Quick Sync: A Secret Weapon, Refined
Back when Intel launched its Sandy Bridge architecture, I identified Quick Sync as the design’s secret weapon. Developed quietly for five years, it caught both AMD and Nvidia completely off guard. I projected that it’d take a year for both competitors to respond. And they have—AMD with its Video Codec Engine and Nvidia with NVEnc.
Unfortunately, AMD’s solution is still missing in action four months after it was first promised. Encoding on a Radeon HD 7000-series card has to be achieved through programmable shaders, rather than more energy-efficient fixed-function logic sitting idle on the die.
NVEnc is up and running, and a GeForce GTX 680 manages to outperform Intel’s first-gen Quick Sync implementation.
Nvidia’s victory is short-lived, though. HD Graphics blows everything else out of the water—and that’s even after biasing MediaEspresso toward quality rather than performance.
Arcsoft’s MediaConverter supports Quick Sync just fine, but the latest build doesn’t behave as well under APP or CUDA/NVEnc.
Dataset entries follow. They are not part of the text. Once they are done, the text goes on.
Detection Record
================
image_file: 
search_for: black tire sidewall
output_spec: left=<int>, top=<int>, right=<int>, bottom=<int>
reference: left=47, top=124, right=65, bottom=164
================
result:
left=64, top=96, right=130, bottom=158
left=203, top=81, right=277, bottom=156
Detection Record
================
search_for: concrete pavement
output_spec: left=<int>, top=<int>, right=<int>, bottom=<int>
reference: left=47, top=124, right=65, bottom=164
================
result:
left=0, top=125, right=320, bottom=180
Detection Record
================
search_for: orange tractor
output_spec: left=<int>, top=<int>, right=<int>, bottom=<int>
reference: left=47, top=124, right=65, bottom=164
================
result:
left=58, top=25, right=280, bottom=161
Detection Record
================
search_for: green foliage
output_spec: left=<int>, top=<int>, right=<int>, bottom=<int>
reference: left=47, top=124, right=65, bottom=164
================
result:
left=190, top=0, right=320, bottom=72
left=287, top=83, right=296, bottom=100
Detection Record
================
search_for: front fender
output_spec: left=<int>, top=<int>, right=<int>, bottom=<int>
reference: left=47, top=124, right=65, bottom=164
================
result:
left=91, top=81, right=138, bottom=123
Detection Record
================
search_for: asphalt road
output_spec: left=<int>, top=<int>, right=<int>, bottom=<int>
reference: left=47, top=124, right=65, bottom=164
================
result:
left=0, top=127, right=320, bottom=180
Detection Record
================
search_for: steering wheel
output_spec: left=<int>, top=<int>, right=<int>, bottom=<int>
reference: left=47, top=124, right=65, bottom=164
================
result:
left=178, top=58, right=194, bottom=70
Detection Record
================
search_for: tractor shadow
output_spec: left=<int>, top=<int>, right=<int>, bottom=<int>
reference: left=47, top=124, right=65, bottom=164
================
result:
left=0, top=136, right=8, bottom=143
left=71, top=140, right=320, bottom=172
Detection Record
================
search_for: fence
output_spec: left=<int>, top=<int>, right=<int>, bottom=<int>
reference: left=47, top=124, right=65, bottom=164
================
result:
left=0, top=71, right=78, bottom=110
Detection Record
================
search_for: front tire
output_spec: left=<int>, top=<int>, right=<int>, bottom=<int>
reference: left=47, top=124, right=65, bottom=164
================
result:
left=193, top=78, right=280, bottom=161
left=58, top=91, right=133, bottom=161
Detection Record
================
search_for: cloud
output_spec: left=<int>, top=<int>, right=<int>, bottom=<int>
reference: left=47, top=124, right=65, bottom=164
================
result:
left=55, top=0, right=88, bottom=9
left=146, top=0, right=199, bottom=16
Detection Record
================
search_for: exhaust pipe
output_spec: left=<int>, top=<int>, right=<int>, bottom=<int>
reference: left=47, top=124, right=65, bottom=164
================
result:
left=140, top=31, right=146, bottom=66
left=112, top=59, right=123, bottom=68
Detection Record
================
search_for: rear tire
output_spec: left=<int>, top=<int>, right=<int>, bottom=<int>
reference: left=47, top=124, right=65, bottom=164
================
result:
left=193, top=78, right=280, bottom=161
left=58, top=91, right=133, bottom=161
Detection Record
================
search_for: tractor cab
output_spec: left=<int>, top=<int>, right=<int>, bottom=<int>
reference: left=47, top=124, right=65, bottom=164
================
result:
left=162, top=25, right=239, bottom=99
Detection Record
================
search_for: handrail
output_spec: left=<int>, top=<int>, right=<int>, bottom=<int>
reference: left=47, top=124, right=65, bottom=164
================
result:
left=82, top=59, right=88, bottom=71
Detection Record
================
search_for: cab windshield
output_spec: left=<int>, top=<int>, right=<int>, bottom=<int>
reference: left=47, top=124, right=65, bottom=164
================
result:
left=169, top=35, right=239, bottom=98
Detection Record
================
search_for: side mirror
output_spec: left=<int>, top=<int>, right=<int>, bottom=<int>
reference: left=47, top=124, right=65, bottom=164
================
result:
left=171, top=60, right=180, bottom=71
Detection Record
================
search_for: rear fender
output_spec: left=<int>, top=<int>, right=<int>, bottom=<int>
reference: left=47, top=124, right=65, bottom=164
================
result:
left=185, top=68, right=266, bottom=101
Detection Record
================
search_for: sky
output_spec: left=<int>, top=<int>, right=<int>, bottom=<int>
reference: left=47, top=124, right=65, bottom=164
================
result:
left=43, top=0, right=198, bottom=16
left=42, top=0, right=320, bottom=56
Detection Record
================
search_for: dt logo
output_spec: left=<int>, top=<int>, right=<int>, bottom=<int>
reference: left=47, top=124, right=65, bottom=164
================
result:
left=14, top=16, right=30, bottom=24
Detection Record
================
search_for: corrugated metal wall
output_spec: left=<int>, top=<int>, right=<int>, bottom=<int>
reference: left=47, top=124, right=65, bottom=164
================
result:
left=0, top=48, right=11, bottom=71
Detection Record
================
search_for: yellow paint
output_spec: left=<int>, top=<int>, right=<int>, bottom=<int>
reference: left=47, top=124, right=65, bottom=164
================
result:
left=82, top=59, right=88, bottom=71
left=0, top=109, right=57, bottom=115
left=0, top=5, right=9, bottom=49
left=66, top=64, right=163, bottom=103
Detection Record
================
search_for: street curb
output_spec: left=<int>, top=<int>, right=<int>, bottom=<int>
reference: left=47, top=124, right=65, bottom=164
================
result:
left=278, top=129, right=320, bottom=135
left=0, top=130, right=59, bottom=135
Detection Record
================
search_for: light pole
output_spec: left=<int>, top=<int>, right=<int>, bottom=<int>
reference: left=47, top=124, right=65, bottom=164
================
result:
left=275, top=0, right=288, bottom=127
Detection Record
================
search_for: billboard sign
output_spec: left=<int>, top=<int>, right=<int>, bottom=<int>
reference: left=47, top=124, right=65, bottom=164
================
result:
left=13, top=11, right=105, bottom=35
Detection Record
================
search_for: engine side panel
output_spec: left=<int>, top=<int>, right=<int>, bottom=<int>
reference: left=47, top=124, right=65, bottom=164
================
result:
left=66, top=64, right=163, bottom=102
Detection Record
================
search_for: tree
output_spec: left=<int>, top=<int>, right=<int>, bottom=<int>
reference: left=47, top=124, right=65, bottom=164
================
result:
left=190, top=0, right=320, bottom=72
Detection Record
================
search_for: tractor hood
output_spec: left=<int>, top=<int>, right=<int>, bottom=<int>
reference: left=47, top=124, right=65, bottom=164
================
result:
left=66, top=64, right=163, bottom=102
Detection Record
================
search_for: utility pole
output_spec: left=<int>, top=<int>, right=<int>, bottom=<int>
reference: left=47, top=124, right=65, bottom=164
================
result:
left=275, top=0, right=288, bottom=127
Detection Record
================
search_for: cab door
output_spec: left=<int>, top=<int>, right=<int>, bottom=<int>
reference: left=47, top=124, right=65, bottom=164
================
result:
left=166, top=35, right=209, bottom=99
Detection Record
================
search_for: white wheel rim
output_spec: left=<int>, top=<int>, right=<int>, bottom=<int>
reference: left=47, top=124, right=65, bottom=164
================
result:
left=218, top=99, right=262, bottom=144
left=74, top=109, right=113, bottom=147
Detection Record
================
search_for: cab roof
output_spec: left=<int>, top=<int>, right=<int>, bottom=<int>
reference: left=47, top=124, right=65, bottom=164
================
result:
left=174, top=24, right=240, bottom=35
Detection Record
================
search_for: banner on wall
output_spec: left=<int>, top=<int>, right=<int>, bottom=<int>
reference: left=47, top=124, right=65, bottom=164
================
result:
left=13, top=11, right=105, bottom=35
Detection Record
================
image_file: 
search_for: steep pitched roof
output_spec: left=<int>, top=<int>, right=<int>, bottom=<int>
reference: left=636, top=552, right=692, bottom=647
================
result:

Although scaling isn’t as aggressive, we still see how HD Graphics 4000 slices into the time it takes to transcode a large video file into something better suited to a portable device.
How’d They Do It?
I had the pleasure of sitting down with Dr. Hong Jiang, Intel’s chief media architect, before last year’s Sandy Bridge introduction to get an in-depth look at how the company implemented Quick Sync. This year, he led a session at IDF discussing the improvements included with Ivy Bridge. The focus, he said, was squarely on performance. Faster processing gives developers more flexibility in implementing higher-quality filters. It also punches through workloads more quickly, returning the processor to idle and saving power.
An increase in EU count helps Intel’s performance story, as does the inclusion of dedicated graphics L3 cache and greater Media Sampler throughput. Because the Media Sampler is part of that scalable third domain referred to as Slice, Intel can add resources in future generations to ratchet 3D and media performance up even more.
The Multi-Format Codec Engine (MFX) carries over from Sandy Bridge, enabling hardware-based H.264, VC-1, and MPEG-2 decoding, along with H.264 encoding. Intel apparently reworked its context-adaptive variable-length encoding and context-based adaptive binary arithmetic coding engines, though, which are both big mouthfuls referring to lossless encoding techniques that the MFX can decode faster.
Anticipating increasing demand for resolutions beyond 1080p in Ivy Bridge’s life cycle, Intel adds support to the MFX for 4096x4096 video decoding. In fact, Intel’s Jiang even claims the MFX can decode multiple 4K streams simultaneously.
Moving beyond Ivy Bridge’s decode capabilities, the media team also sought to improve the performance and quality of encoding tasks. A couple of paragraphs back I mentioned that the faster Media Sampler plays a part in Quick Sync’s speed-up. Specifically, it does the Motion Estimation stage’s heavy lifting, so greater throughput helps accelerate that step.
Now, Intel claims that its hardware-based encode solution achieves similar quality as a software solution. Last year, we wrote Video Transcoding Examined: AMD, Intel, And Nvidia In-Depth and found that the quality of every hardware-based encode engine sacrificed some degree of quality compared to a pure software solution. Faced with three new accelerated transcode technologies, we really need to spend some time putting each under a microscope to analyze how that story may have changed.